The “outside agitator” claim was famously used during the Civil Rights Movement to delegitimize it as “fake or phony,” notes Professor Zick. Martin Luther King Jr. addressed it directly in his “Letter From a Birmingham Jail” in 1963, arguing that anyone who lives in the United States “can never be considered an outsider.”
Whether the intention is to discredit a protest or to shore up its legitimacy, “outsider” claims are often unsubstantiated. Following the Jan. 6 attack, for example, Mr. Trump and many of his supporters blamed the violence on undercover government agents and far-left antifa activists – a claim that has been denied by both leaders of the Federal Bureau of Investigation and many rioters themselves. But some of those arrested were linked with far-right extremist groups like the Oath Keepers, Proud Boys, and Three Percenters.
In 2020, Minnesota Gov. Tim Walz suggested that most of the violence that ensued after the murder of George Floyd was precipitated by out-of-state actors, but an Associated Press review found that 41 of the 52 people with protest-related arrest citations had Minnesota driver’s licenses.
“It’s almost like a convenient bogeyman to blame, but often the evidence of outside agitation turns out to be pretty slim or nonexistent,” says Ed Maguire, a criminologist who studies the policing of crowds at Arizona State University in Tempe.
Still, there are recent examples of “outsider” accusations that were later affirmed by evidence. New York City officials found that nearly half of the 282 people arrested during last year’s campus protests over Israel’s treatment of Gaza were not affiliated with the schools. The University of Texas at Austin reported similar statistics.

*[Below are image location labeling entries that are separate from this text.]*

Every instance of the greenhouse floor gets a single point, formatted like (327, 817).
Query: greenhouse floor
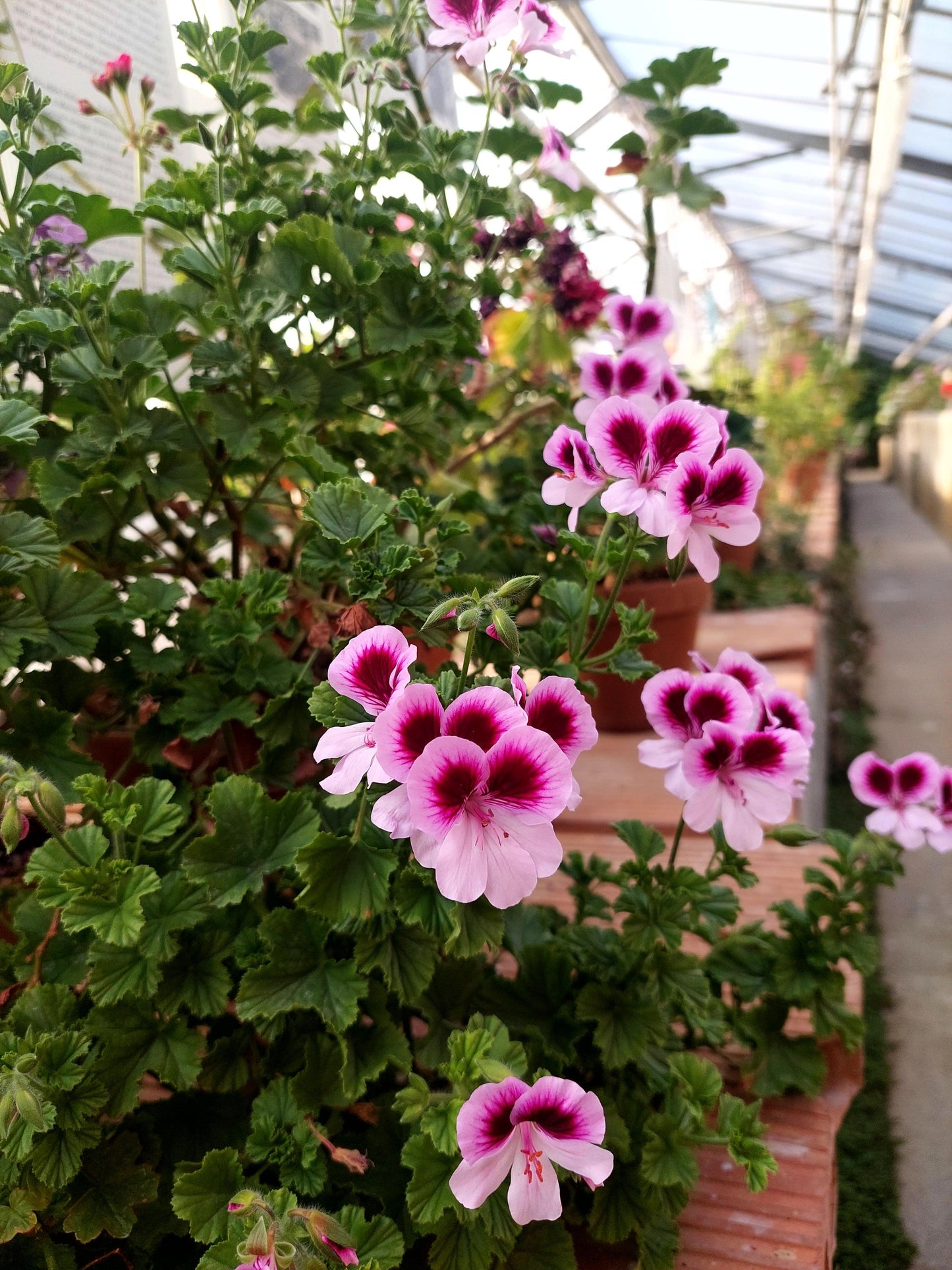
(905, 589)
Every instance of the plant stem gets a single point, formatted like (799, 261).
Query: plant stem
(593, 582)
(465, 667)
(675, 845)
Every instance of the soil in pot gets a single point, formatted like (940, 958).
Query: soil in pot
(677, 608)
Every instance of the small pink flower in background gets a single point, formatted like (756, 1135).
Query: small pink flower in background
(556, 159)
(372, 670)
(578, 476)
(678, 707)
(899, 792)
(523, 1130)
(649, 322)
(743, 779)
(474, 24)
(540, 31)
(484, 821)
(712, 502)
(641, 451)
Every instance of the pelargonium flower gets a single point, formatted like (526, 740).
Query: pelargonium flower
(742, 779)
(578, 476)
(649, 322)
(898, 793)
(556, 159)
(523, 1130)
(642, 451)
(678, 707)
(538, 30)
(372, 670)
(474, 24)
(414, 719)
(706, 502)
(484, 821)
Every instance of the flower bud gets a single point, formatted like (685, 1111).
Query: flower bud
(11, 826)
(52, 801)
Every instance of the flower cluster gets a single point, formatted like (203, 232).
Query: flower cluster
(524, 1130)
(479, 782)
(667, 457)
(734, 745)
(912, 798)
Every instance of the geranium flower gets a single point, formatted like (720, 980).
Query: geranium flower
(898, 793)
(642, 450)
(742, 779)
(712, 502)
(414, 719)
(941, 838)
(484, 821)
(474, 24)
(578, 476)
(512, 1128)
(678, 707)
(540, 31)
(649, 322)
(372, 670)
(556, 159)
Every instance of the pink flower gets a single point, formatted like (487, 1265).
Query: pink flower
(540, 31)
(941, 838)
(898, 792)
(678, 707)
(512, 1128)
(742, 779)
(472, 24)
(372, 670)
(414, 719)
(556, 159)
(484, 821)
(632, 323)
(578, 476)
(712, 502)
(642, 450)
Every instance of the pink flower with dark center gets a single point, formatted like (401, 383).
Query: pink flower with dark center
(556, 159)
(678, 707)
(712, 502)
(742, 779)
(520, 1130)
(632, 323)
(898, 793)
(941, 838)
(414, 719)
(540, 31)
(578, 476)
(642, 450)
(372, 670)
(484, 821)
(474, 24)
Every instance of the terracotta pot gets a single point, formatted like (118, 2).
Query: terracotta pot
(677, 608)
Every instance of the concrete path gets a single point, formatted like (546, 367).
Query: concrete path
(907, 593)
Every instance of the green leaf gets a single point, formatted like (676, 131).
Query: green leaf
(201, 1196)
(298, 974)
(107, 898)
(115, 1184)
(17, 1216)
(406, 956)
(253, 836)
(349, 511)
(428, 1193)
(345, 879)
(18, 422)
(70, 604)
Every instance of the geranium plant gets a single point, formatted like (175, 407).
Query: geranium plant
(277, 782)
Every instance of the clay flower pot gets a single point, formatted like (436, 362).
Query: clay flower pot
(677, 608)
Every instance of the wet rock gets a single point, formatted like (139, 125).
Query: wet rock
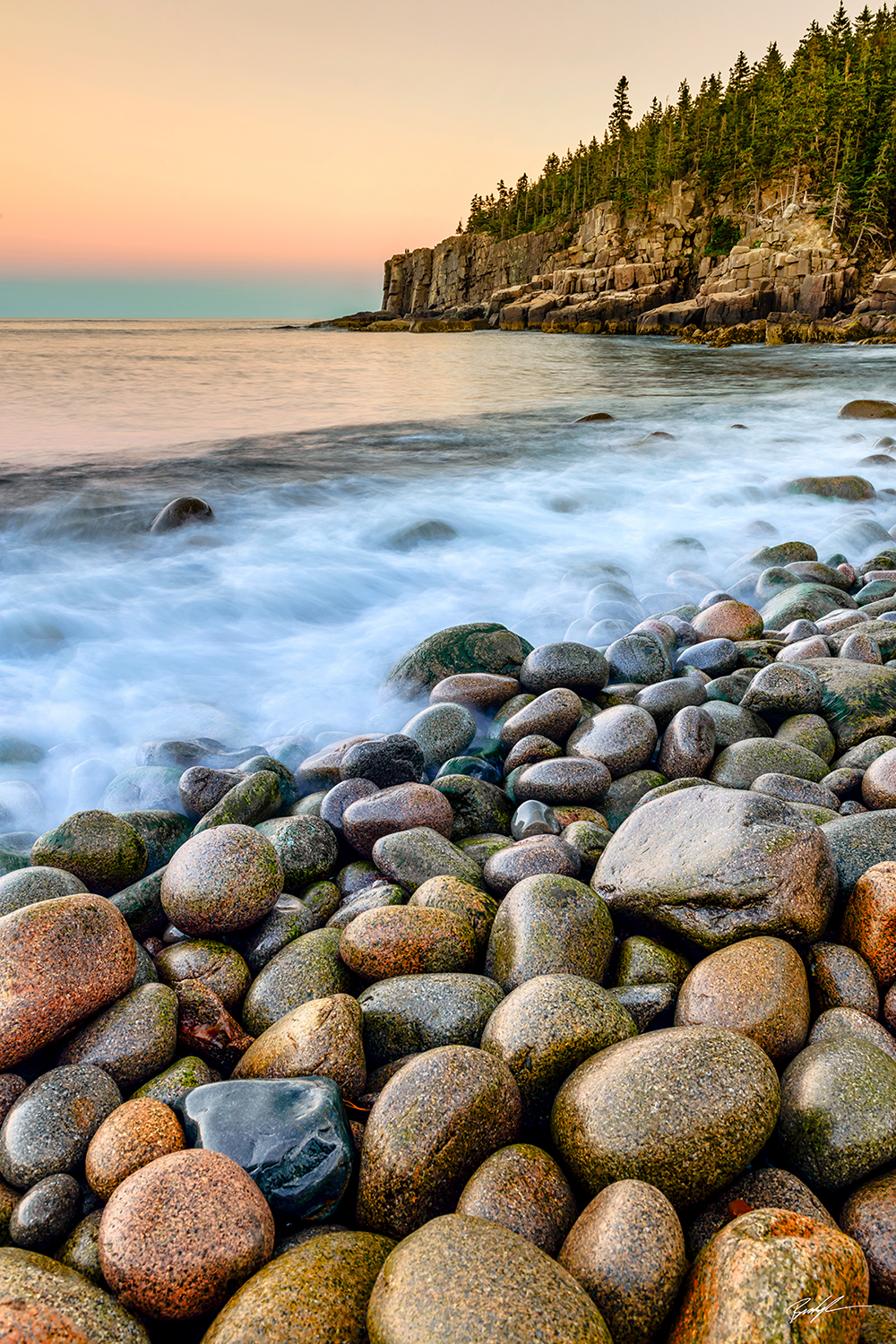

Some conservatives say there’s evidence to suggest that well-funded groups advocating for foreign powers have participated in, or even planned, protests in recent years.
“My theory … is that there are foreign regimes and enemies of the United States – especially China and Russia, Cuba, Iran, and Venezuela – that feed these nonprofit groups that then organize riots and protests to destabilize the United States,” says Daniel De Martino, a fellow at the Manhattan Institute.
Last year, The People’s Forum, a tax-exempt advocacy group, hosted 100 masked anti-Israel protesters before they occupied a hall at Columbia University, according to a report in The Washington Free Beacon. The group’s executive director, Manolo De Los Santos, told the group to “make it untenable for the politics of usual to take place in this country,” the report said.
Following the Black Lives Matter protests in 2020, Mr. Trump’s then-acting Homeland Security chief confirmed that some white supremacists, as well as other “violent opportunists,” had played a role. Many racial justice protesters were frustrated that some people used the protests as an excuse to commit crimes such as looting and arson.
“If you don’t know a way to be heard, you need to find a way. Because this is not the way,” Andre Ross, a resident of Kenosha, Wisconsin, told the Monitor in 2020 as he surveyed the charred rubble of his downtown.
Still, very few among the hundreds arrested during that summer’s protests, mostly for misdemeanor crimes, were affiliated with extremist groups, according to a report by The Associated Press. Many were actually young adults from suburban neighborhoods.
“The history of every social movement in the U.S. is a combination of orderly and unruly protests,” says Angus Johnston, a historian of student activism at the City University of New York and a protest veteran. “If you’re insisting that any evidence of unruliness is evidence of a conspiracy, you’re flying in the face of hundreds of years of American history.”